たまたま会ったミンソクとCDの話になって、あぁそれ最近買ったよって言うから貸してもらおうと放課後くっついて来たら、まかさの彼に会った。
そういえば、ミンソクには弟が二人いたなって。下の弟は同じダンス部だからもちろん面識もあったし、なんなら入部の時にミンソクからよろしく頼むなってお願いされたくらいなんだけど、真ん中の弟のことは盲点だった。
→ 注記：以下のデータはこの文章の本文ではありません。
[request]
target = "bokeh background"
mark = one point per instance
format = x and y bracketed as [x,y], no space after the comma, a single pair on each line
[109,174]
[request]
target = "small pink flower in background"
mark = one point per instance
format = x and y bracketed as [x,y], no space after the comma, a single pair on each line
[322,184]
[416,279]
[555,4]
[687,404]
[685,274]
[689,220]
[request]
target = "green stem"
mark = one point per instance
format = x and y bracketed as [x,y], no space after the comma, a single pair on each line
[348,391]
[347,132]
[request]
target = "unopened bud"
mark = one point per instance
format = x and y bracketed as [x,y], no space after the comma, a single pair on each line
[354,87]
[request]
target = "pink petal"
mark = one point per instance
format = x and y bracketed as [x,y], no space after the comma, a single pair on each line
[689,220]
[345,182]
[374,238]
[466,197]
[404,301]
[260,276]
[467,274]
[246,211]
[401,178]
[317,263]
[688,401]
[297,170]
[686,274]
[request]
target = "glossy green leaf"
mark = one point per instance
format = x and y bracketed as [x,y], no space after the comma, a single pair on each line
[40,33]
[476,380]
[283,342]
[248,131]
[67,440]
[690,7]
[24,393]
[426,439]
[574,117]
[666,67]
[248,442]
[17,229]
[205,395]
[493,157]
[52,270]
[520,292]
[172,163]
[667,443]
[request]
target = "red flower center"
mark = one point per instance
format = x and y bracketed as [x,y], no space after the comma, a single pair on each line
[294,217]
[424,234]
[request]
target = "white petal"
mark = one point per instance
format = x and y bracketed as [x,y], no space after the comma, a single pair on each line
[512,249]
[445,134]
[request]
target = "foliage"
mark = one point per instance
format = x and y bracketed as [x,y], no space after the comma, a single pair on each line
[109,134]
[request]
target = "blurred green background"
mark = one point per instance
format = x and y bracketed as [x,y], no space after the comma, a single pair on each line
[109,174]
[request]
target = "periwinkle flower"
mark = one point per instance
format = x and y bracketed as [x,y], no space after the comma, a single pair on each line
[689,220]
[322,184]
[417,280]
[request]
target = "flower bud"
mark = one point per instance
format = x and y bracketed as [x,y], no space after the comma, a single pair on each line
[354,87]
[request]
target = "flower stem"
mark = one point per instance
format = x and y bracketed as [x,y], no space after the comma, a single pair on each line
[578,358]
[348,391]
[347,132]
結局CDは借りられなくて無駄足になってしまったけど、彼に出会えたのだから全くもって無駄なんかではなかったんだ。


「君だよね?音楽室の窓の下にいたの」
「……あの……、はい……」

消え入りそうな声で頷く彼を見て僕は思わず笑ってしまった。

「ねぇ、そうだ」

僕はここ最近ずっと考えていたことを口にする。

「そろそろ寒くなってきたから窓閉めようかと思ってるんだけど」
「あ……すみません!」
「ふふ、そうじゃなくて。よかったら明日からは音楽室に来ないかなぁって」
「え……」

思ってもいなかった言葉だったのか固まる彼に「よかったらだけど」と念を押すと、少し考えて「はい」と呟いた。


「こうやって話すの初めてだね」
「はい、あの……すみません」
「なにが?」
「いつも黙って盗み聞きしてて」
「盗み聞きって。君は僕のお客さんなんだから」
「お客さん……?」
「そう。僕の可愛いお客さん」

にこりと笑い掛けると、彼──ジョンデくんも照れくさそうに笑みをこぼした。



あぁ、明日から何を弾こうか。
考えただけでもふわふわと心臓が暖かくなる。
僕をピアノに向かわせる君。
たったひとりの、僕の可愛いお客さん。



「あ、そうだ!今度こそリクエスト、考えておいて?」

「ふふふ……はい、わかりました」


二人して染めた頬は季節外れの桜色だった。